Any executor named in a will may, at any time after the death of the testator, apply to the clerk of the superior court to have the will admitted to probate. If no named executor applies to have the will proved within 60 days after the death of the testator, any beneficiary named in the will, or any other person interested in the estate, may apply upon 10 days’ notice thereof to the executor. For good cause shown, the clerk of superior court may shorten the initial 60-day period during which the executor may apply to have the will proved.

The clerks of the superior court in North Carolina are required to notify by mail, all beneficiaries whose addresses are known, designated in wills filed for probate in their respective counties. The expenses associated with such notification are chargeable to the estate.

In the event that a party has the will and will not file it with the clerk of court, every clerk, on application by affidavit setting forth the facts, will, by summons, compel any person in the State, who has possession of the will to present the will for probate. If the person refuses or refuses to inform the court where the will is located, he may be held in contempt of the court or be committed to the jail of the county until the will is accounted for or produced.

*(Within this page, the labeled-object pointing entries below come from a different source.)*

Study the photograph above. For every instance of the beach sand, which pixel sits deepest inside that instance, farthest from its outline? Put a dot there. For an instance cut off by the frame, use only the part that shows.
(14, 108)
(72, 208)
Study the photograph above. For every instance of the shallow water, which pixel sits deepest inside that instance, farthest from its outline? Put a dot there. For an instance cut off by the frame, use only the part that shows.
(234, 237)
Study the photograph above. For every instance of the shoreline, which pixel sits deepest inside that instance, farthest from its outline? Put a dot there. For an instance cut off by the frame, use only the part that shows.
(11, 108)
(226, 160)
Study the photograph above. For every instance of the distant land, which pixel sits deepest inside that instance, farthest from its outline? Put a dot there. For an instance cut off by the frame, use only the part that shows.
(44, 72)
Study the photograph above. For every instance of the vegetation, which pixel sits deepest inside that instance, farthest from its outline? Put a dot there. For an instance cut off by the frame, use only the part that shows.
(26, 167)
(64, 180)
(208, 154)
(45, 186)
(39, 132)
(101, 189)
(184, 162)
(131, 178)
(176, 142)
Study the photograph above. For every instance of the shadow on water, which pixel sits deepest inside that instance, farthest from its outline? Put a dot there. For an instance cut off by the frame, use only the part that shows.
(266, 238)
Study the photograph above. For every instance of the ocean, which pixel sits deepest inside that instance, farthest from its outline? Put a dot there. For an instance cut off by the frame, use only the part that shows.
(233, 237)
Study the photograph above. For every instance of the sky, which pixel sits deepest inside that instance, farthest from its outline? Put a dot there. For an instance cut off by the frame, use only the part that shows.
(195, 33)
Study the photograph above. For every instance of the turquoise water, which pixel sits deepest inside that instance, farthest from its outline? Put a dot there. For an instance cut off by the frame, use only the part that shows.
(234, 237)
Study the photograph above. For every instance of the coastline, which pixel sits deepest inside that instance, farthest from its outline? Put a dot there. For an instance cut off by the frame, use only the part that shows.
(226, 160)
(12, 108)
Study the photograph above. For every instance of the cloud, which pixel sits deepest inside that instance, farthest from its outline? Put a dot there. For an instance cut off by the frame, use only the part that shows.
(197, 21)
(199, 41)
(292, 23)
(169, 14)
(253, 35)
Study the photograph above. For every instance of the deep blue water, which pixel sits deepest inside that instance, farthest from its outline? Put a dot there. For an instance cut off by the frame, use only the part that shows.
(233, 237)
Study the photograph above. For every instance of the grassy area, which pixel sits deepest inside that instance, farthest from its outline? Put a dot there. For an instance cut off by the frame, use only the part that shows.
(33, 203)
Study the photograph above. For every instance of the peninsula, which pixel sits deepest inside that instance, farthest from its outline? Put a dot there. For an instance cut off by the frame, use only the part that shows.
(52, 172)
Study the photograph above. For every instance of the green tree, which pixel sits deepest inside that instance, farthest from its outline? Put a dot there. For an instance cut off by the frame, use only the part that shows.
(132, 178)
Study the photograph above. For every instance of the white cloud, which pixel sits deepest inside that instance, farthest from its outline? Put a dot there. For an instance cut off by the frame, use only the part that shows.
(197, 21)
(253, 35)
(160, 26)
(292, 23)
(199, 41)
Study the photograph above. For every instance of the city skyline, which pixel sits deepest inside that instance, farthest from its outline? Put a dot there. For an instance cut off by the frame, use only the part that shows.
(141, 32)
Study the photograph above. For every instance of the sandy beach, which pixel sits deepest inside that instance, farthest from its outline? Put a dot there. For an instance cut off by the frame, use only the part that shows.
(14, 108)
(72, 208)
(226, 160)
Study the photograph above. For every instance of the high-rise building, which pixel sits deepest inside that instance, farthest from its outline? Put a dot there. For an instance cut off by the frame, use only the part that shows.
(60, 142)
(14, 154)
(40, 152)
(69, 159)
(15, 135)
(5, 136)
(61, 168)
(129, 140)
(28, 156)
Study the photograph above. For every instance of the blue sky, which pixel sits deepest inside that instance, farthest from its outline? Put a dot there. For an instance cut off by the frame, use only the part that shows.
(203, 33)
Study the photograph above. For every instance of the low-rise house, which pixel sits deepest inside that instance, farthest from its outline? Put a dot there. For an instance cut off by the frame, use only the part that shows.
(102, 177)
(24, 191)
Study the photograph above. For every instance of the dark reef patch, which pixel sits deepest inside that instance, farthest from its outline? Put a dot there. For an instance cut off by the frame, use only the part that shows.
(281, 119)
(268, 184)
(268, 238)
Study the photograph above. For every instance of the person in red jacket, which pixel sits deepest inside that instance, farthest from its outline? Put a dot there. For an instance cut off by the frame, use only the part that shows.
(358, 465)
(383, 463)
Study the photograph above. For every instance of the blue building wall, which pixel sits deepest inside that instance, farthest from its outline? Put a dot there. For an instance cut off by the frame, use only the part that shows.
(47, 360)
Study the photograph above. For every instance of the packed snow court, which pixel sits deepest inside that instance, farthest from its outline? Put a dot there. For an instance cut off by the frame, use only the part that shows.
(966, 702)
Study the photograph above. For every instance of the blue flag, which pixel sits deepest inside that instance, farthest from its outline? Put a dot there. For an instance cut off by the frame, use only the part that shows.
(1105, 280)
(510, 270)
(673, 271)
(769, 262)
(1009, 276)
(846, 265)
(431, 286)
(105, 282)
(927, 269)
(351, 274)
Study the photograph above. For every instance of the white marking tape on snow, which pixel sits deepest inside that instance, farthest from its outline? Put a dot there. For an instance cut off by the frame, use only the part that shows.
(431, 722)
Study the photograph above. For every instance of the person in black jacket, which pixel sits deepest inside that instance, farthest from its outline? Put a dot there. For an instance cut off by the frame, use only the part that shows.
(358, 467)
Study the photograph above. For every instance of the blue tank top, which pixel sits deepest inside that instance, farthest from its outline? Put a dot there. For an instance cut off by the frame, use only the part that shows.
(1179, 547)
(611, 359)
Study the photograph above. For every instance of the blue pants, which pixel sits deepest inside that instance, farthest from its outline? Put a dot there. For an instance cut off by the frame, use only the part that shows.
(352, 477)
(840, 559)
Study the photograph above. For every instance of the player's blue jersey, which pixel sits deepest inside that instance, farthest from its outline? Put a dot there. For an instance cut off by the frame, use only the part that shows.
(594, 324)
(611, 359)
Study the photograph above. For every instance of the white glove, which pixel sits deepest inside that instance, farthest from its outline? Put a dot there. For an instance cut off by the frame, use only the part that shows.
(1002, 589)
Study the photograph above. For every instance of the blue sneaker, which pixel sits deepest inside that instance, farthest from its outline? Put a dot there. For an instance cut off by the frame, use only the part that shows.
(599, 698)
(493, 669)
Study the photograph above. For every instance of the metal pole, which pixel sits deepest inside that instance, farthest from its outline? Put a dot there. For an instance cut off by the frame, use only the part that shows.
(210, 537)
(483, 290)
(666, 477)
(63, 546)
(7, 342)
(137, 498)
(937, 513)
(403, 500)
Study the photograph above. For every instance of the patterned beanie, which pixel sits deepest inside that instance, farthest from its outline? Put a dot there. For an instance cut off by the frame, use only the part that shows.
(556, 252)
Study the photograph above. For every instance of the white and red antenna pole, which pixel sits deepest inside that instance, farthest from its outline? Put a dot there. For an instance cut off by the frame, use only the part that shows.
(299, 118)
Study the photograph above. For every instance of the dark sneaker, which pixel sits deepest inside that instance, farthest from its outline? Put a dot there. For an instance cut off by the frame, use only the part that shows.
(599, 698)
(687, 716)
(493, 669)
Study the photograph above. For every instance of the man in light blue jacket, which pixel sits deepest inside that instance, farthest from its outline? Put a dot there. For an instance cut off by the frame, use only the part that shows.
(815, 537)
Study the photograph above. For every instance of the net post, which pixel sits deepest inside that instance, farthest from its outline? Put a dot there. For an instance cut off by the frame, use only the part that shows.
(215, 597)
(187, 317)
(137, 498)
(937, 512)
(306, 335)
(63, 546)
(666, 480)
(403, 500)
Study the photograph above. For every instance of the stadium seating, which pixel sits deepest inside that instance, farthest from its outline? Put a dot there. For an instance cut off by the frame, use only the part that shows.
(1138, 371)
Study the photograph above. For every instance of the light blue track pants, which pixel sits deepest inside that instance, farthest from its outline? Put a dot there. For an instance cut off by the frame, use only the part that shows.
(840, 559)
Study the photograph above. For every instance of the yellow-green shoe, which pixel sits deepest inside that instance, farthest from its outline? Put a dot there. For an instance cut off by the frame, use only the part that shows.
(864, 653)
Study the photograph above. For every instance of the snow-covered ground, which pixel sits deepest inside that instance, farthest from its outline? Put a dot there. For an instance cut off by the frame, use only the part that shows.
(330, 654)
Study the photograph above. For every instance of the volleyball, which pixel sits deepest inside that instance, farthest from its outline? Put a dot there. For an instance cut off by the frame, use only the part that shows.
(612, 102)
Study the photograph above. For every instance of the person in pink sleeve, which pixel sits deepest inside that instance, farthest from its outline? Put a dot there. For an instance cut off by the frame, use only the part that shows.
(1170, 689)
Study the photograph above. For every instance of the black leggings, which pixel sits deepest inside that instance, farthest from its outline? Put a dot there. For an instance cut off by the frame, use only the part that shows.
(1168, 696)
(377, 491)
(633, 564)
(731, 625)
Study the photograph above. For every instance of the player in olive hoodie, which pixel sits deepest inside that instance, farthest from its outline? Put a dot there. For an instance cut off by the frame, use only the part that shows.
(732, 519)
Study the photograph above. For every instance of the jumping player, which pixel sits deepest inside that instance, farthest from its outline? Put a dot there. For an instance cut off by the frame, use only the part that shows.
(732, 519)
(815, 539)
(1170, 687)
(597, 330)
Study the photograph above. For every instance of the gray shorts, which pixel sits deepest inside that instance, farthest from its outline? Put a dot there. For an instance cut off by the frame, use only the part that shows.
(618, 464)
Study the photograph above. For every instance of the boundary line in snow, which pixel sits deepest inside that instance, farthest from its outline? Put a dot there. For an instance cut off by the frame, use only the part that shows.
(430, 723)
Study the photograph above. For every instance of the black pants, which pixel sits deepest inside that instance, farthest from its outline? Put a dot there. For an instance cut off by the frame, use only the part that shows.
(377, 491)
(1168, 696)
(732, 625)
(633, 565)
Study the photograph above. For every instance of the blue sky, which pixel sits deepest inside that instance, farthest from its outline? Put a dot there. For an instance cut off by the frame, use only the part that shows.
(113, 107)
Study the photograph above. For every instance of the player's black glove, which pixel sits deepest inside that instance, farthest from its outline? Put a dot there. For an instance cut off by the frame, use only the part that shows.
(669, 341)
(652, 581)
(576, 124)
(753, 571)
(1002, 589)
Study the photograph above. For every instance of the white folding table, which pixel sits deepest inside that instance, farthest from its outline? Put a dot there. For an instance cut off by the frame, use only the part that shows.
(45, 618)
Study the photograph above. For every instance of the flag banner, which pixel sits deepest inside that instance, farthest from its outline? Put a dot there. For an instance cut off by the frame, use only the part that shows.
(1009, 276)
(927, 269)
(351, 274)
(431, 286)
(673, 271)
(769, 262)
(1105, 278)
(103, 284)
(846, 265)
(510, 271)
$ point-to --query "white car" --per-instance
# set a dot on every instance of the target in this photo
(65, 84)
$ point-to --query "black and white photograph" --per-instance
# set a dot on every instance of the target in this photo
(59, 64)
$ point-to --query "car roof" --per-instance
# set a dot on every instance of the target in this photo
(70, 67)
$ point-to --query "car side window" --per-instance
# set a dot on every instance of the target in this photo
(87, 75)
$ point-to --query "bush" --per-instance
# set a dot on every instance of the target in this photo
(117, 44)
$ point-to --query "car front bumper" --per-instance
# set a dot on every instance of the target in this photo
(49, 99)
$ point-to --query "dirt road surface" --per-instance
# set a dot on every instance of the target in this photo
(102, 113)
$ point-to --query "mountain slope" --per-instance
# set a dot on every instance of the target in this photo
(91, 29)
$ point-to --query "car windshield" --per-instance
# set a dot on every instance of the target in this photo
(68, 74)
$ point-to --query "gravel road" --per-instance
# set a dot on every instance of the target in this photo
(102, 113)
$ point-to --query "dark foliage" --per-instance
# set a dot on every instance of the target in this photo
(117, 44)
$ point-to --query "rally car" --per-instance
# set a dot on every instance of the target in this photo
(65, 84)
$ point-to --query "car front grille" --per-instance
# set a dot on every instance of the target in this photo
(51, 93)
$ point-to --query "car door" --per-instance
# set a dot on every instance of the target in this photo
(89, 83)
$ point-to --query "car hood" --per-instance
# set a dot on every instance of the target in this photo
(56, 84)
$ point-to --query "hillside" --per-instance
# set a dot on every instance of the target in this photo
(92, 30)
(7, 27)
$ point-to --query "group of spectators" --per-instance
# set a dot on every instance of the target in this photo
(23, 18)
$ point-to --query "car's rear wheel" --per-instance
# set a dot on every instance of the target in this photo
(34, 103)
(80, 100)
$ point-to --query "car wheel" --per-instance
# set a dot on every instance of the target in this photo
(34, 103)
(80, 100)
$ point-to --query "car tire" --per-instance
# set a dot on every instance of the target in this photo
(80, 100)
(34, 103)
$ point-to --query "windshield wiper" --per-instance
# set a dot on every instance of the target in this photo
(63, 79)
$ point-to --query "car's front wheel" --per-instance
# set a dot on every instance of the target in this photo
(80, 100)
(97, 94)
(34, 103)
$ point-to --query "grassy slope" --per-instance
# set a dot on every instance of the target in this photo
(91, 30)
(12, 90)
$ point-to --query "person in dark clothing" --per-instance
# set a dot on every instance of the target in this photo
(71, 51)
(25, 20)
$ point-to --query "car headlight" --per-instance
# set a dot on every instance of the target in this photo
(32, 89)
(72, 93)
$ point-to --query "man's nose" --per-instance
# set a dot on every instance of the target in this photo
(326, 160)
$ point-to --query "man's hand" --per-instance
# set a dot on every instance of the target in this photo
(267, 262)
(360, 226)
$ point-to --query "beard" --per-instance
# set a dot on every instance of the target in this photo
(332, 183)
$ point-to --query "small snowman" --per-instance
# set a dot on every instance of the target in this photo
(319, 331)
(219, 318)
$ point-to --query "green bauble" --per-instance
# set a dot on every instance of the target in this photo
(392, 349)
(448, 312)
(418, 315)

On application for probate to the clerk of the superior court, he must ascertain by affidavit of the applicant –

(1)        That such applicant is the executor or devisee named in the will, or is some other person interested in the estate, and how so interested.

(2)        The value and nature of the testator’s property, as near as can be ascertained.

(3)        The names and residences of all parties entitled to the testator’s property, if known, or that the same on diligent inquiry cannot be discovered; which of the parties in interest are minors, and whether with or without guardians, and the names and residences of such guardians, if known.

The affidavit shall be recorded with the will and the certificate of probate thereof, if the same is admitted to probate.  Once the will is admitted to probate, the named executor or person presenting the will for probate may be appointed personal representative of the estate by the clerk and issued letters testamentary, allowing them to act on behalf of the estate.